Nasıl Olsa Bir Kez Evleniyorsun İstediğini Yaptırabilirsin
30 yaşına yaklaşıyor olmamdan olsa gerek, gerek çevremde gerek aile içinde evlilik muhabbetleri had safhaya ulaştı. Önce arkadaşlarım birer birer evlendi, şimdi de annem bak bu hemşireymiş, bak şu da öğretmenmiş demeye başlarayak kaynanalık yoluna direksiyonu kırdı. Nasibimizi bulabilirsek evleneceğiz anneciğim, evlenmem demiyorum ama önce şu meseleleri konuşalım.
Çevremde evlenen insanlara yahu kaç para harcadın evlenmek için diye sorduğumda en düşüğü 60 bin liradan ağzını açıyor. Bunun içinde yemek, düğün salonu gibi masraflar yok. Salon tutayım, yemek vereyim dedin mi 100 bin lirayı bulan bir masraf etmiş oluyormuşsunuz. İki insanın evlenmesi için gereken para 100 bin lira. Ömrümde 100 bin lirayı bir arada görmemiş insanım ulan ben!
Bir türlü kadınların şu düşüncelerine anlam veremedim. (Aradan sıyrılan, mantıklı düşünebilenleri tenzih ediyorum.) Fıtratlarında mı var nasıl olsa bir kez evleniyorum düşüncesi bilmiyorum ama neredeyse hemen hemen hepsi aynı şekilde düşünüyor. Nasıl olsa bir kez evleniyorum o zaman 5 bin liralık gelinlik giymeliyim, ömrüm boyunca hiç giymesem de 2-3 saatliğine o 5 bin lirayı verecek! Nasıl olsa bir kez evleniyorum o zaman dış çekim olması gerek, normal fotoğraf çekinsek de hatıra kalacak biliyorum ama o dış çekime 3-4 bin lira vermeli! Nasıl olsa bir kez evleniyorum, en iyi beyaz eşyayı, en iyi mobilya takımlarını almalı, biliyorum o beyaz eşya ve mobilya takımı belki 3-4 kez daha yenilenecek ama şimdi en iyisini almalı! Sayayım mı daha zat-ı muhteremler? Mesela kına gecesinde giydiğiniz o kıyafete verilen 2-3 bin lira, kuaförünüze verilen 300-400 lira, kapıyı açmayan kuzeninize verilen 100-200 lira, nişanda sadece birkaç saatliğine süslediğinizin o odanın köşesindeki masaya, balonlara, yemeklere verilen bin lira…

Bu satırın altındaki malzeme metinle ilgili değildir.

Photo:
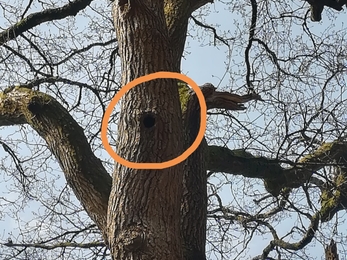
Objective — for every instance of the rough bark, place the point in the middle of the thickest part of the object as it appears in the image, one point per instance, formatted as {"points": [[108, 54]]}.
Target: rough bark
{"points": [[144, 205], [66, 140]]}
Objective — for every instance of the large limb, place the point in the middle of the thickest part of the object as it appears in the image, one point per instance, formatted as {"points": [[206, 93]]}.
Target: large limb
{"points": [[65, 138], [32, 20]]}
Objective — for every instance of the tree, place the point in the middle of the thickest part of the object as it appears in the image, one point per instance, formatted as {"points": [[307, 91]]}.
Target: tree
{"points": [[289, 162]]}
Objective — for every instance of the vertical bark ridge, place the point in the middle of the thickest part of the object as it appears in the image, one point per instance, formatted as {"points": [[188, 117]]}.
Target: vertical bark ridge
{"points": [[144, 205]]}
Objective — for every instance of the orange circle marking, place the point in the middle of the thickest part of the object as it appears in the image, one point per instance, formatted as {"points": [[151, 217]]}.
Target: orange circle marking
{"points": [[130, 85]]}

Nikahın en hayırlısı, kolay ve külfetsiz olanıdır diyen peygamberin ümmeti olarak nikahı ne kadar zorlaştırdığımızın, ne kadar çok harcama yaptığımızın farkında mısınız? Doğru, sen bir kez evleniyordun, unutmuşum. Sen bir kez evleniyorsun diye yıllar boyunca yeni kurulacak aileyi borca sokabilirsin. Sonra o evden nasıl huzur bekleyebilirsin? Kiminle evleniyorsun sen, benimle mi yoksa olmazsa olmaz dediğin mobilyalarla mı? Bazen acaba ben mi yanlış düşünüyorum diye düşünüyorum ama yok. Nereden tutarsam tutayım her yeri elimde kalıyor. Yeni evli çiftin, hayatlarının belki de en güzel yıllarında borç içinde olması size doğru geliyorsa söyleyecek bir şeyim yok ne yazık ki.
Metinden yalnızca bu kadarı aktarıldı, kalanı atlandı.